When I began shooting this project and Nella's portraits, I realized that there could be no complete sense of the loss of home if the visual representation of "home" was not present in this story. I couldn’t go and photograph anything in Belarus, nor was I eager to use old pictures - all of them had been taken with a different feeling of life. Then I recalled the images my mother sends me. I selected the most significant ones - those featuring the places and things that I missed the most: my grandma’s house, the grave of my beloved dog, the oldest oak tree from the cemetery where my ancestors are buried, my favorite toy that had been with me for more than 30 years, and photos of my parents. After all, one can find comfort everywhere, but home is where your family lives; it is where the graves of your loved ones are.

As I sifted through the photos, selecting the ones that mattered most from dozens of them, I also gained a better understanding of myself. It turned out that not many things are actually important.
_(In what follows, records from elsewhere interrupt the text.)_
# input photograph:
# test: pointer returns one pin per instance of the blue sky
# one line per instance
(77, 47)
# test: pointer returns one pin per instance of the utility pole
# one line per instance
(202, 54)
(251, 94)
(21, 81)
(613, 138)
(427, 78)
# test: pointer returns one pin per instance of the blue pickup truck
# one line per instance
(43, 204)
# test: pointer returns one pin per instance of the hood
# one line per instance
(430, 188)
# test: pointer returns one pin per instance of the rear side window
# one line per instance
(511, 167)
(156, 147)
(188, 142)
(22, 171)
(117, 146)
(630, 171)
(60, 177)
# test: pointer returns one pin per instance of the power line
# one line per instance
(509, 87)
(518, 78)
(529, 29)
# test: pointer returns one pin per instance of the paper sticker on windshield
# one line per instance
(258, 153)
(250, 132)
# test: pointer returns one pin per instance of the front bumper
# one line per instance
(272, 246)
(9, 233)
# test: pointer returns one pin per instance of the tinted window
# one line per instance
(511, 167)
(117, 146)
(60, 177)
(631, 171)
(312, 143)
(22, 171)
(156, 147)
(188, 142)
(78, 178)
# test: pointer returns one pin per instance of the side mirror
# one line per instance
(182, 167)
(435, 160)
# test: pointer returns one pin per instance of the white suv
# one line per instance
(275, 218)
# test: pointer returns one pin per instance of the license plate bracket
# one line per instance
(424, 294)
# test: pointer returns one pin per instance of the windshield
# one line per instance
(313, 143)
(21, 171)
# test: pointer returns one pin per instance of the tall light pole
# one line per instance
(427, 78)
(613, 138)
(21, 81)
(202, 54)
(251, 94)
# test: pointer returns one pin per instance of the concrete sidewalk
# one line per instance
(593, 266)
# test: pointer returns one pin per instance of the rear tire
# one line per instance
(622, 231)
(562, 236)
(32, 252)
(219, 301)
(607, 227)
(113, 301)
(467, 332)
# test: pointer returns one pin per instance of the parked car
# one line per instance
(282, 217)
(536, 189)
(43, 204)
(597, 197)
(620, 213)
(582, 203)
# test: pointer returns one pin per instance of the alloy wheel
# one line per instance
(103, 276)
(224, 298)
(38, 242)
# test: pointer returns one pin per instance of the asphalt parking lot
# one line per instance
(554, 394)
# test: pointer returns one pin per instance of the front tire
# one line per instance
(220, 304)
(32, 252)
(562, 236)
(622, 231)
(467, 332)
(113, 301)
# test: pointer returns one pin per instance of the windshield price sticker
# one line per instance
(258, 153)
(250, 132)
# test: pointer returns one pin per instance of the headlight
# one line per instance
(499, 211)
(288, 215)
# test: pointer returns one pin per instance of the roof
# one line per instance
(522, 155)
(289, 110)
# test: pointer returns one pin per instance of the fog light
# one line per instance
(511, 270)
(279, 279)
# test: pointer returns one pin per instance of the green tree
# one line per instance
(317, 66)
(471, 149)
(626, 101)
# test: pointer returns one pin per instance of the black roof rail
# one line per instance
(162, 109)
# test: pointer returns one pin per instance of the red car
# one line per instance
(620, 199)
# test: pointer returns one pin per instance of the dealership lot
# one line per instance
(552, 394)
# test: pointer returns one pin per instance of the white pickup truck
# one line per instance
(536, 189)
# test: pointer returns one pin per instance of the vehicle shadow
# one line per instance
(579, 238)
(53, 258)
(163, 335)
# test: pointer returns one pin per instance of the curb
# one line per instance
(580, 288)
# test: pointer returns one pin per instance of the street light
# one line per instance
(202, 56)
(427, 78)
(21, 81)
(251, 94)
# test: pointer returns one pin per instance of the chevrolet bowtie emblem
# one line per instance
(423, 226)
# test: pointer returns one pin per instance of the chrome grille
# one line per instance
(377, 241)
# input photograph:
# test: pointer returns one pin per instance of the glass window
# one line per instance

Now I am certain of what is truly dear to me.

For the "Current Address" series, I paired the photographs according to their mood, so that they complemented each other. Sometimes they evoke pain, sometimes sadness, and sometimes hope.

I believe that one day I will surely return home, even if it's straight to my village cemetery. Because the place where one is buried also matters
I believe that one day I will surely return home,
even if straight to my village cemetery.
This is a story about a moment in life when you lose your past but don’t see yourself in the future. All sorts of places in foreign cities suddenly begin to remind you of something from home. You are surrounded by the same friends, but you are no longer the same person you used to be back at home.
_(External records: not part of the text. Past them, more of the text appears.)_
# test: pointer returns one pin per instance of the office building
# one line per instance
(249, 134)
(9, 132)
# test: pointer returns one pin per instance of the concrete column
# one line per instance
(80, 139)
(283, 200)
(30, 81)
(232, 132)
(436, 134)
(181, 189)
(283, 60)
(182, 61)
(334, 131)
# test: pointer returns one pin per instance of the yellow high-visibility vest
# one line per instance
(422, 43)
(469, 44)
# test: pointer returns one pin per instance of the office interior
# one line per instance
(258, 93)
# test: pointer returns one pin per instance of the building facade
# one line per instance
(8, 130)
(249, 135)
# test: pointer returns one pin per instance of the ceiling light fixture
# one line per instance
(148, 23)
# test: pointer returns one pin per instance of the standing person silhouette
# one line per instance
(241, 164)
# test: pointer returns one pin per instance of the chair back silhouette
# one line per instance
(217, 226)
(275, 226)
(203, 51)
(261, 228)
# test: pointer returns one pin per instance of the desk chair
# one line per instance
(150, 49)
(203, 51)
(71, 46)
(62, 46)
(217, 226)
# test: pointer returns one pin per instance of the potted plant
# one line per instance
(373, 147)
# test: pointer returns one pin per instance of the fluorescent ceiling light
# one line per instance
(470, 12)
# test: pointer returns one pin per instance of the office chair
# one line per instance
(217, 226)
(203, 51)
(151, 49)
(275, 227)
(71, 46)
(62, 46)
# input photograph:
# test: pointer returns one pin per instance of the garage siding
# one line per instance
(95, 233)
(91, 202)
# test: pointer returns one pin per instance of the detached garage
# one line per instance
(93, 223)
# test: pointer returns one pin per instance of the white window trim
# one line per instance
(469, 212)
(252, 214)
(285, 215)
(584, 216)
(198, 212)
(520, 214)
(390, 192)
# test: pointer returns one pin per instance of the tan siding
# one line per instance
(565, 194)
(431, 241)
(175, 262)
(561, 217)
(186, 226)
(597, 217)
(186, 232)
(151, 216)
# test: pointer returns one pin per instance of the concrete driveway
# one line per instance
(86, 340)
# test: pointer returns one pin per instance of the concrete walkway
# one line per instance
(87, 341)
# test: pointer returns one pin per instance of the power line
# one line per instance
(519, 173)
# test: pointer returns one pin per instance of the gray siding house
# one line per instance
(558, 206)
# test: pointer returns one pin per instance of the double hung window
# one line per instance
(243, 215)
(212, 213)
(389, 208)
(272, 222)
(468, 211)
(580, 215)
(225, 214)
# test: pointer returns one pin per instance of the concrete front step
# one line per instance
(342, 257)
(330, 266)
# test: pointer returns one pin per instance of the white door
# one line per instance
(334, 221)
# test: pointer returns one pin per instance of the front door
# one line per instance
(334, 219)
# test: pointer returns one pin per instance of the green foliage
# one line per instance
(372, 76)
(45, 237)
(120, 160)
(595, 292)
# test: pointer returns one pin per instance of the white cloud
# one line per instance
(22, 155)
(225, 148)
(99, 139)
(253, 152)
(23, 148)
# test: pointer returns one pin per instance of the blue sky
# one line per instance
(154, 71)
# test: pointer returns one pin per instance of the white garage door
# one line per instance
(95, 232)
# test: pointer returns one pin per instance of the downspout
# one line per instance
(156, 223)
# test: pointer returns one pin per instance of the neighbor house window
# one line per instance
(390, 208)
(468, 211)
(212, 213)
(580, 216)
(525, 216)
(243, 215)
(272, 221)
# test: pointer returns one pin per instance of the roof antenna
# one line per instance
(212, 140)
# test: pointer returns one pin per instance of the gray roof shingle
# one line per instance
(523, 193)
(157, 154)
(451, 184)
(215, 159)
Losing home means losing the option of attending the funeral or the wedding of your loved ones, and cherishing daily hopes, that this exile will not last forever. Sometimes I am afraid of this hope, fearing that it prevents me from holding on to something and starting a new life.
Losing one’s home is not the same as losing one’s comfort. It is just as possible to feel homeless in an expensive hotel as it is in the cheapest hostel. You can feel homeless in an alien forest or under an alien rainbow in the sky.
Mom continues sending me photos of her everydayness: what she cooked for dinner, how they cut down the tree in the yard, what sign they hung on my school, what the sky looks like from the window of my room.

The worst thing is when you think that one day there will be no one to send photos to, and I won’t be able to return.